Marketers have generally shied away from placing their products in the same movies as deranged axe-murderers. The logic of that seems sound. Previous advertising research has indicated that negative emotions can adversely impact the evaluations of brands, and watching dismemberment tends to put people in a weird mood.

Though certainly negative, fear is a unique emotion, and it’s been deemed effective in improving the saliency of certain messages—think drunk driving ads. It’s relationship to brands, though, has been understudied.

A forthcoming paper in the Journal of Consumer Researchby researchers at the University of British Columbia has now vetted fear’s effect on emotional attachment to products, and the results support a surprisingly positive connection. The researchers hypothesized that fear could work for brands in the same way it works for interpersonal relationships. “We propose that during a fearful experience, consumers’ desire for affiliation might lead them to reach out to an available brand as a way to cope,” the authors write. “Given that fear results in interpersonal attachment, and given that consumers relate to brands in interpersonal ways, fear may cause consumers to form attachment with brands.”

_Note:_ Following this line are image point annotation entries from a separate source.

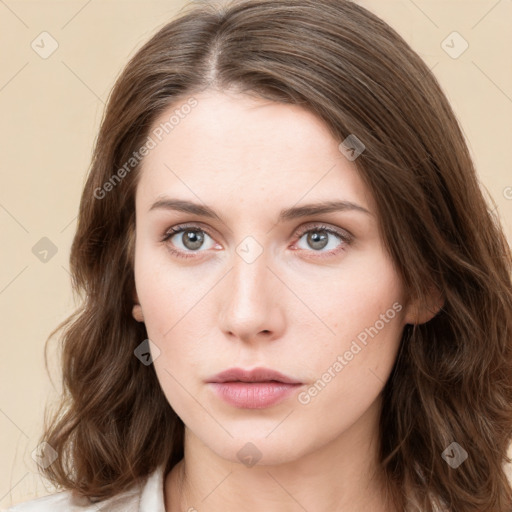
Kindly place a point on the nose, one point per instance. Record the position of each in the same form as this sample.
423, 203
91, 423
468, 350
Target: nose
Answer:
252, 301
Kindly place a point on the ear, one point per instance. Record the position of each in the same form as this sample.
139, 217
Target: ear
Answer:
417, 313
137, 308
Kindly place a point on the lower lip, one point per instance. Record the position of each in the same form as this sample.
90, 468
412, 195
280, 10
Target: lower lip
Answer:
253, 395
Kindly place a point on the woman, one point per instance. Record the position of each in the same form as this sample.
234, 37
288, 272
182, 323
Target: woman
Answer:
295, 296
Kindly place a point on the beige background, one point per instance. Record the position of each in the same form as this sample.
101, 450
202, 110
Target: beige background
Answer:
51, 109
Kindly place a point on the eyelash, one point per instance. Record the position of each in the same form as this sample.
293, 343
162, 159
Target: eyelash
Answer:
344, 236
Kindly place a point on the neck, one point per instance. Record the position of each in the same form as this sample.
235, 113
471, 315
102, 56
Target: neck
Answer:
339, 476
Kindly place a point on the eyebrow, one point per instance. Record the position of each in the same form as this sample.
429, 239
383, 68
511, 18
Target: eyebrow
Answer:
286, 214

“Our study shows advertisers should consider offering up their brands as something to cling to in the dark when the knives come out and the blood starts to splatter.”

In a series of experiments, hundreds of subjects were individually assigned to watch video clips with varying emotional components as part of a fake “movie experience study.” Excitement (Mr. and Mrs. Smith), sadness (I Am Sam), happiness (Friends), and fear (The Ring and Salem’s Lot) conditions were all screened in the presence of an unfamiliar brand product, like sparkling water or juice, which the participants were told they’d be evaluating in a separate “brand evaluation study.” After watching, participants were asked to evaluate their emotional attachment to, and shared emotional experience with, the product sitting in front of them.

The participants watching clips of The Ring and Salem’s Lot, a television series adapted from a Stephen King novel, felt way more “emotionally attached to the brand” than those watching any of the other clips. They also “felt that they had shared the experience with the brand to a greater extent.” “Only when consumers experienced fear did they have a higher perception that the brand shared the experience with them,” the researchers wrote.

In a second test, they primed people with feelings of social connectedness and ran the same test. The researchers discovered that social priming eliminated the “need to affiliate with the target brand and thus there was no positive impact on emotional brand attachment.” This suggested that brands, to some degree, can actually serve as psychological replacements for interpersonal relationships.

In a separate experiment, the study found that the product didn’t need to be consumed; its presence was enough for the effect to work. This has obvious implications for real product placement, in which there is no tactile interaction.

“Marketers are afraid of fear,” Lea Dunn said in a statement. “But our study shows advertisers should consider offering up their brands as something to cling to in the dark when the knives come out and the blood starts to splatter.”